At the Below the Line panel at IndieWire’s FYC Awards Brunch at Liaison Hollywood, the director’s cousin and composer, Nathan Johnson, said Rian first presented the idea for “Knives Out” a decade ago. “It was 10 years ago, and Rian pitched the complete first scene of the movie,” Johnson said to moderator and IndieWire Toolkit Editor Chris O’Falt

For his part as composer, Nathan said, “I started work on the first theme for the movie six years ago,” noting that his cousin’s love of classic Hollywood film informed his approach. “We looked at a lot of melodramatic, highly orchestral scores from the ‘50s,” he said.

Johnson used the Hungarian scale and bent notes to give both a sense of uncertainty to Daniel Craig’s detective character, and to embellish the character played by Christopher Plummer, whose death sparks the entire whodunit plot. Plummer has built an elaborate Gothic mansion “which reflects the sense he has of himself” and Johnson tried to find a score to match.

That a highly stylized aesthetic with roots in film history was Johnson’s preferred approach makes sense, given the director’s love of classic Hollywood. He’s waxed rhapsodic about the 1978 version of Christie’s “Death on the Nile” — a movie that easily features the most shocking Angela Lansbury scene ever — and the other Poirot adaptations starring Peter Ustinov.

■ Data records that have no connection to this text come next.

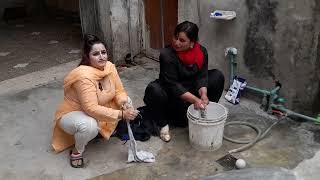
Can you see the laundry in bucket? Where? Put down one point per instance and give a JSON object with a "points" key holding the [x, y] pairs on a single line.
{"points": [[234, 92]]}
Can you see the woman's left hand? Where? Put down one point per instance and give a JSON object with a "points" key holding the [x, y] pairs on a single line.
{"points": [[205, 100]]}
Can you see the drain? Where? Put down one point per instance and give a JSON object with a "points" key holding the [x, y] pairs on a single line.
{"points": [[228, 162]]}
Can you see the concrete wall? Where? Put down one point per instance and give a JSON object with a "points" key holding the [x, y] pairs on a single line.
{"points": [[123, 42], [276, 40]]}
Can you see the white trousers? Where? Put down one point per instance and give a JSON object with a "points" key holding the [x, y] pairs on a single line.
{"points": [[83, 127]]}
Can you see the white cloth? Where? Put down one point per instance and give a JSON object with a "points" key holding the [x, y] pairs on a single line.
{"points": [[133, 154], [233, 94]]}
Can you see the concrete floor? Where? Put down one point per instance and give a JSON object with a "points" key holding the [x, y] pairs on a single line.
{"points": [[26, 127], [28, 102]]}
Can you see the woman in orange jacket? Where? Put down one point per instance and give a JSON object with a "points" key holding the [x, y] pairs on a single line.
{"points": [[94, 102]]}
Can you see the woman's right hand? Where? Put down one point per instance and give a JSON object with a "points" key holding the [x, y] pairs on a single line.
{"points": [[198, 104], [129, 114]]}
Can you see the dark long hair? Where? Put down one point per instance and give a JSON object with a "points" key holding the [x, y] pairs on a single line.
{"points": [[89, 41], [189, 28]]}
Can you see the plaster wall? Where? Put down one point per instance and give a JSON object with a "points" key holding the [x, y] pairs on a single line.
{"points": [[125, 39], [276, 40]]}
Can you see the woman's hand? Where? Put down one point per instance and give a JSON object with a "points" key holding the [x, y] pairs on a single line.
{"points": [[204, 96], [198, 104], [129, 114], [205, 100]]}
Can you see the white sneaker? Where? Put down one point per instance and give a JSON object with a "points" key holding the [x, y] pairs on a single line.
{"points": [[164, 133]]}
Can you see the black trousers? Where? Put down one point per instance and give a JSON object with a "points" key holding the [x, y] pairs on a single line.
{"points": [[166, 109]]}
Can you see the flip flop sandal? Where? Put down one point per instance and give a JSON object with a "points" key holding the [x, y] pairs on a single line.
{"points": [[75, 157]]}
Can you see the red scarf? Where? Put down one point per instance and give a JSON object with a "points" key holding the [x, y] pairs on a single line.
{"points": [[192, 56]]}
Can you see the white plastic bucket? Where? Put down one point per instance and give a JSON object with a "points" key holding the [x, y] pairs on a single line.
{"points": [[206, 134]]}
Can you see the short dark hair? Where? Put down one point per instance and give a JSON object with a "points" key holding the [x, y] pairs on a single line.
{"points": [[89, 41], [191, 30]]}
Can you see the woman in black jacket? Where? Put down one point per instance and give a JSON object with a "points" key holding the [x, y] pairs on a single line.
{"points": [[184, 79]]}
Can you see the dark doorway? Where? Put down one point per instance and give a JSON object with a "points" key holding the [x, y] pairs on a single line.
{"points": [[161, 19]]}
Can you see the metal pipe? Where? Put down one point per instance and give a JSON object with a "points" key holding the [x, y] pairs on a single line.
{"points": [[258, 90], [232, 64]]}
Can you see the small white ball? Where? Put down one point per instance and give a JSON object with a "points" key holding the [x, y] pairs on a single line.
{"points": [[240, 163]]}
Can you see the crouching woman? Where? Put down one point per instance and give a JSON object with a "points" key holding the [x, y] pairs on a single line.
{"points": [[94, 102]]}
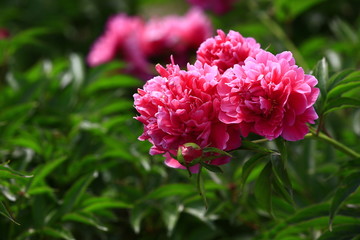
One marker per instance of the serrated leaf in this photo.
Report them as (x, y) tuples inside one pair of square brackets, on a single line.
[(347, 187), (6, 213), (250, 165), (341, 89), (113, 83), (340, 103), (85, 219), (43, 171), (342, 232), (7, 172), (263, 188)]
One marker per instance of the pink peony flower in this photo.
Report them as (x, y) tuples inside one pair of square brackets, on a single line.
[(176, 35), (181, 106), (122, 37), (217, 6), (270, 96), (224, 51)]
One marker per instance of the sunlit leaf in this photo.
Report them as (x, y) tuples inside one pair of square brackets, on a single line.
[(342, 232), (85, 219)]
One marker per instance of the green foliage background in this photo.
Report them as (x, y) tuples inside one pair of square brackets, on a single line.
[(71, 166)]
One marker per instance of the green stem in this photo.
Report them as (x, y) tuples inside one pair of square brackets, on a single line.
[(333, 142)]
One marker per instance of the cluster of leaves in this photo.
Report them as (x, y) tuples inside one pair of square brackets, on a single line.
[(71, 166)]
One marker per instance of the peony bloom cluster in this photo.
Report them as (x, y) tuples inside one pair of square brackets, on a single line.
[(233, 89), (216, 6), (181, 106), (140, 43)]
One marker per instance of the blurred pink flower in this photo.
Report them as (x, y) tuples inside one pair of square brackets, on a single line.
[(270, 96), (225, 51), (181, 106), (140, 43), (4, 33), (217, 6), (176, 35), (121, 37)]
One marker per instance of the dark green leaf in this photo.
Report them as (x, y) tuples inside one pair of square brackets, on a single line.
[(342, 88), (342, 232), (113, 83), (263, 188), (347, 187), (57, 233), (248, 145), (250, 165), (7, 172), (212, 168), (6, 213), (43, 171), (321, 72), (201, 187), (340, 103), (85, 219), (74, 194), (171, 190)]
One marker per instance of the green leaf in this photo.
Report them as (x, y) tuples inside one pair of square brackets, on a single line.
[(105, 205), (170, 215), (137, 214), (216, 150), (113, 83), (341, 89), (6, 213), (57, 233), (200, 187), (170, 190), (341, 103), (279, 170), (263, 188), (342, 232), (7, 172), (43, 171), (321, 72), (347, 187), (75, 193), (211, 168), (338, 78), (27, 143), (85, 219), (250, 165)]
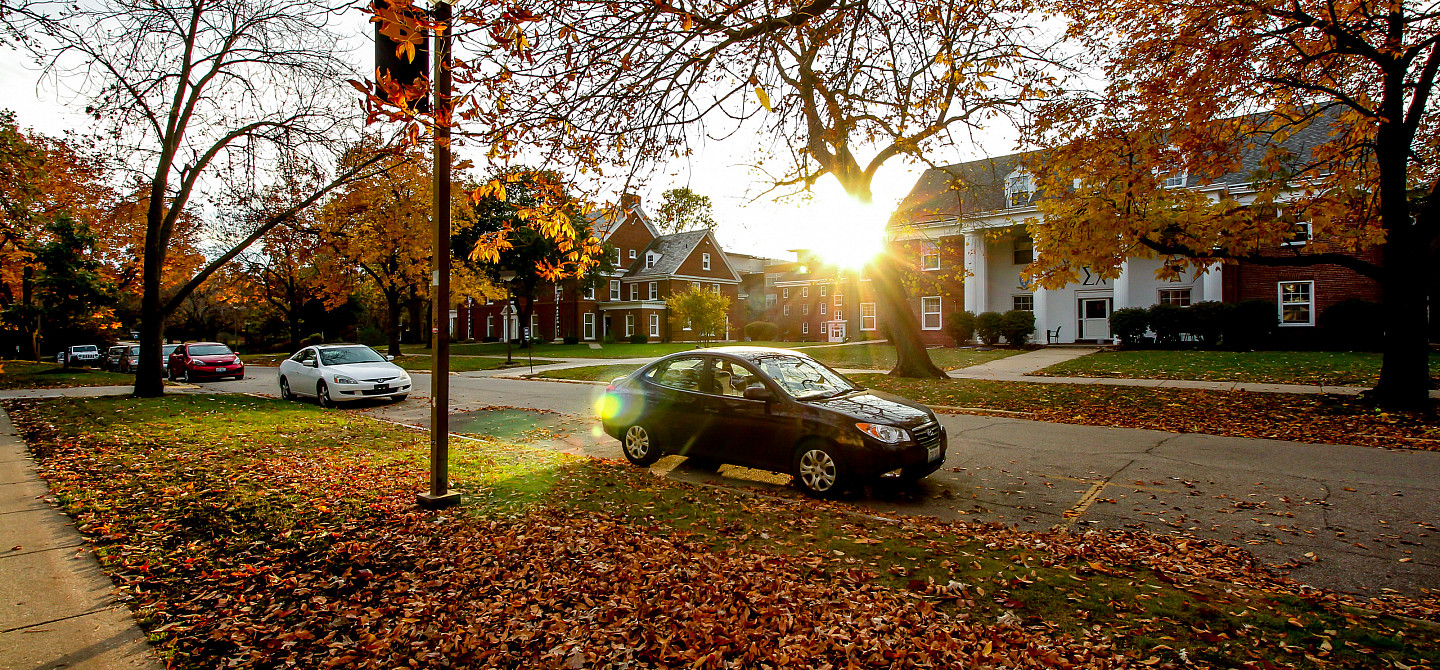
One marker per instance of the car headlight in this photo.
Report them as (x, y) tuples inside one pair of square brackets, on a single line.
[(887, 434)]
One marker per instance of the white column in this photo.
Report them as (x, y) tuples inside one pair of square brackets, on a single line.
[(1041, 314), (977, 280), (1122, 287), (1211, 284)]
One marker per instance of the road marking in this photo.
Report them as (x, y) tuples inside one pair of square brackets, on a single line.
[(1093, 493)]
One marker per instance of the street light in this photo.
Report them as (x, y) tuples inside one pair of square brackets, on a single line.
[(506, 277)]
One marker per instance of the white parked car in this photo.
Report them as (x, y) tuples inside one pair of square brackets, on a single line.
[(342, 372)]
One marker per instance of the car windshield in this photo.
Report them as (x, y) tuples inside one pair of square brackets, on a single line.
[(350, 355), (804, 378)]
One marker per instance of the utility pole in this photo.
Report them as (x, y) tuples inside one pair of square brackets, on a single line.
[(441, 493)]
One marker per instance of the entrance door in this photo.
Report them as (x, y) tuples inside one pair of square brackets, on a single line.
[(1095, 319)]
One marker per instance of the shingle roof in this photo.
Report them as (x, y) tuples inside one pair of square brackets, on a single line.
[(978, 186), (673, 251)]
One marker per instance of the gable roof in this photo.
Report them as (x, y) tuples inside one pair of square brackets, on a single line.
[(978, 186), (673, 251)]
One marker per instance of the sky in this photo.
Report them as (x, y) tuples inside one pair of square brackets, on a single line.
[(827, 221)]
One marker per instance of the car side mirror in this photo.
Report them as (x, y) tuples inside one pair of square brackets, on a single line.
[(758, 392)]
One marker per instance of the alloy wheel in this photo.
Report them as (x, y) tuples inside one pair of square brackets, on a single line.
[(818, 470)]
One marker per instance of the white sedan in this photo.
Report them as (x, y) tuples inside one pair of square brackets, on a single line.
[(342, 372)]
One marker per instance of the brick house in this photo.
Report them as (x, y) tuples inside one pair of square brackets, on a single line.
[(964, 225), (628, 301)]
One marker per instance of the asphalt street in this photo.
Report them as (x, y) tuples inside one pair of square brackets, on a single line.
[(1355, 519)]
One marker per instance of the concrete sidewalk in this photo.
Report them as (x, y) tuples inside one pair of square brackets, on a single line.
[(58, 607)]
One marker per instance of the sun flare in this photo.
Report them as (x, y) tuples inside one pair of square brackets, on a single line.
[(850, 234)]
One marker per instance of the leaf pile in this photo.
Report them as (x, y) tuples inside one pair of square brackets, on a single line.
[(307, 551), (1299, 418)]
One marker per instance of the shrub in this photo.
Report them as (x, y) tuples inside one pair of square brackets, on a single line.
[(1168, 323), (1354, 324), (1207, 322), (961, 326), (762, 332), (1129, 324), (1017, 326), (990, 327), (1250, 326)]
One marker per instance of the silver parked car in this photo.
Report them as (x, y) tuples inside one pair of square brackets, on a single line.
[(340, 373)]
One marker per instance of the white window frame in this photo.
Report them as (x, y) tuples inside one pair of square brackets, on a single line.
[(1308, 303), (929, 255), (1301, 239), (867, 314), (1187, 291), (926, 314)]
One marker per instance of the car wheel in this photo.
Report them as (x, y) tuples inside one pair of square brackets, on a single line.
[(820, 471), (640, 445)]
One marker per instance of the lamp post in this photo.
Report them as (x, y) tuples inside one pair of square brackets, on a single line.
[(441, 493), (506, 277)]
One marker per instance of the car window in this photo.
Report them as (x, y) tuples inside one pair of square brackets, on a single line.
[(730, 379), (350, 355), (678, 373), (804, 378)]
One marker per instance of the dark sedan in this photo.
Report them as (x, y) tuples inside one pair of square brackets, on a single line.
[(772, 409)]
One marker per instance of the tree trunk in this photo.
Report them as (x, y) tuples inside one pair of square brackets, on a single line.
[(912, 359)]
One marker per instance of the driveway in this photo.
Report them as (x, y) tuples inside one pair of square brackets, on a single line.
[(1354, 519)]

Johnson also took inspiration for the font used on the poster for “Knives Out” from the font on the cover of the paperback edition of “Curtain” published in the early 1980s with Albert Finney on the cover. “Creepiest cover of all time,” he tweeted in 2018.

Nathan Johnson joined a panel of Below the Line all-stars comprised of “Marriage Story” production designer Jade Healy, “Missing Link” costume designer Deborah Cook, and “The Irishman” costume designers Sandy Powell and Christopher Peterson.

IndieWire’s FYC Brunch took place at Liaison Hollywood on Las Palmas November 5. The event is presented by Amazon Studios, Apple Originals, Netflix, Disney, NatGeo, and United Artists Releasing.